Staatsanwaltschaft Offenburg
2019 gab es 31.806 Ermittlungsverfahren

Staasanwaltschaft in Offenburg

Ortenau (st). Im Jahr 2019 wurden bei der Staatsanwaltschaft Offenburg 20.329 Ermittlungsverfahren gegen 22.646 bekannte Täter geführt. Im Vorjahr waren es 20.339 Verfahren. Hinzu kamen 11.477 Ermittlungsverfahren (Vorjahr 11.487) gegen unbekannte Täter. Die Zahl der Verfahren gegen bekannte Straftäter nahm damit gegenüber dem Vorjahr um zehn oder 0,05 Prozent ab.

Betrug und Untreue

Die meisten Verfahren gegen bekannte Straftäter entfielen im vergangenen Jahr auf Betrug und Untreue mit 3.960 Verfahren (19,5 Prozent, zum Vorjahr plus sechs Prozent), Verkehrsstraftaten mit 3.575 Verfahren (17,6 Prozent, zum Vorjahr plus 3,8 Prozent), Verstöße gegen das Aufenthaltsgesetz, insbesondere unerlaubte Einreise mit 2.145 Verfahren (10,6 Prozent, zum Vorjahr minus 12,5 Prozent), Diebstahl und Unterschlagung mit 2.345 Verfahren (11,5 Prozent, zum Vorjahr minus 10,5 Prozent), vorsätzliche Körperverletzung mit 1.776 Verfahren (8,7 Prozent, zum Vorjahr minus 0,8 Prozent), Betäubungsmitteldelikte mit 2.034 Verfahren (zehn Prozent, zum Vorjahr plus 14,5 Prozent).

Sexualstraftaten

Ferner waren im Jahr 2019 folgende Ermittlungsverfahren gegen bekannte Straftäter anhängig: 205 Verfahren wegen Sexualstraftaten (Vorjahr 198), 87 wegen Verbreitung und Besitzes von pornographischen, insbesondere kinderpornographischen Schriften und Bildern (Vorjahr 49), 13 wegen Einschleusens von Ausländern (Vorjahr 16), 78 wegen politischer Strafsachen (Vorjahr 48), 23 wegen versuchten Tötungsdelikten (Vorjahr 20).

Klage

Die Staatsanwaltschaft schloss 4.117 Verfahren (Vorjahr 4.420) mit öffentlicher Klage – Anklagen, vereinfachtes Jugendverfahren und Strafbefehlsanträge – ab, wobei in 836 Verfahren (Vorjahr 904) Anklage erhoben oder ein vereinfachtes Jugendverfahren beantragt und in 3.281 Verfahren (Vorjahr 3.516) Antrag auf Erlass eines Strafbefehls gestellt wurde.

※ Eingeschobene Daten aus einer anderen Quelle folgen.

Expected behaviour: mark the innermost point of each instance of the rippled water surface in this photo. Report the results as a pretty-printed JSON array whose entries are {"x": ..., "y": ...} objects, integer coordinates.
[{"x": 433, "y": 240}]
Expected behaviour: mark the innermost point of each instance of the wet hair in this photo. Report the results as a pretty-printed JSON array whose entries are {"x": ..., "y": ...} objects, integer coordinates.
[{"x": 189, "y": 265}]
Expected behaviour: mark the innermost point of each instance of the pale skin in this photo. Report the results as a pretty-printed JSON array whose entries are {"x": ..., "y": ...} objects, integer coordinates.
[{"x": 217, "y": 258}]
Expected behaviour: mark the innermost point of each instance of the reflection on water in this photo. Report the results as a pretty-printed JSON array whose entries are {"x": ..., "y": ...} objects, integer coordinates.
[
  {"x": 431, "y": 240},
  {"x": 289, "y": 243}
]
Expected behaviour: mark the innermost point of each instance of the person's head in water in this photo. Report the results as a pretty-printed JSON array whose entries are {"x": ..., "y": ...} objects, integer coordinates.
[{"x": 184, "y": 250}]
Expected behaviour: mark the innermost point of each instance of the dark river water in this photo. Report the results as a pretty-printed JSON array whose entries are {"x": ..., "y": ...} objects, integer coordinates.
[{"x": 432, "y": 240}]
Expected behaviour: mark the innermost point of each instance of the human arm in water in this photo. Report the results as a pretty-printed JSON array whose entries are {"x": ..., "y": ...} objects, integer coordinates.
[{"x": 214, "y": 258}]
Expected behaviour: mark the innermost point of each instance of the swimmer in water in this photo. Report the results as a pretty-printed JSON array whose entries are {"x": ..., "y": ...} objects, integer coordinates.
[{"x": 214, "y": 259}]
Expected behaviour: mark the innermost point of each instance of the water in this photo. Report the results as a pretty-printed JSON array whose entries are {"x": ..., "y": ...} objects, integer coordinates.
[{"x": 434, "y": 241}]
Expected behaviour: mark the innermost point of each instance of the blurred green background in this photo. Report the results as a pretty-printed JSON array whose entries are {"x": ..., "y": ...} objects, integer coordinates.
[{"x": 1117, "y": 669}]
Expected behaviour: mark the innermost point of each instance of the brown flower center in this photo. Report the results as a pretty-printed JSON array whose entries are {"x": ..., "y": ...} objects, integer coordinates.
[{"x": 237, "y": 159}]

Von den Strafbefehlen wurden rund 65 Prozent ohne Haupt-verhandlung rechtskräftig, weil kein Einspruch eingelegt wurde.
Gegen Jugendliche und Heranwachsende gingen 3.424 Ermittlungsverfahren neu ein. Dem stehen 3.767 im Vorjahr gegenüber. Dies ist im Vergleich zum Vorjahr eine Abnahme um 343 Verfahren oder neun Prozent. Der Anteil der Jugendstrafsachen an der Gesamtzahl der Ermittlungsverfahren gegen be-kannte Straftäter belief sich im Jahr 2019 auf 17 Prozent.
Die Arbeit wurde von insgesamt 57 Mitarbeitern in den Ermittlungsabteilungen sowie im Vollstreckungs- und Verwaltungsbereich bewältigt, darunter 19 Staatsanwälte und Amtsanwälte. Durchschnittlich hatte 2019 jeder der Staats- und Amtsanwälte 1.070 Verfahren gegen bekannte Straftäter zu bearbeiten.

Haus des Jugendrechts

"Besonders hervorheben möchte ich die Aufnahme des Betriebs im Haus des Jugendrechts Offenburg am 17. Februar", so der Leitende Oberstaatsanwalt Dr. Schäfer. "Diese in Kooperation mit dem Polizeipräsidium Offenburg, dem Landratsamt Ortenaukreis und dem Amtsgericht Offenburg ins Leben gerufene Einrichtung erlaubt es uns, gezielt und passgenau auf jugendliche Straftäter einzuwirken und leistet auf diese Weise einen wichtigen Beitrag zur Prävention von Straftaten und zum Opferschutz. Leider kann die ursprünglich für Anfang Juli geplante offizielle Einweihungsfeier, zu der sowohl Justizminister Wolf als auch Innenminister Strobl ihr Kommen zugesagt hatten, Corona-bedingt nicht stattfinden."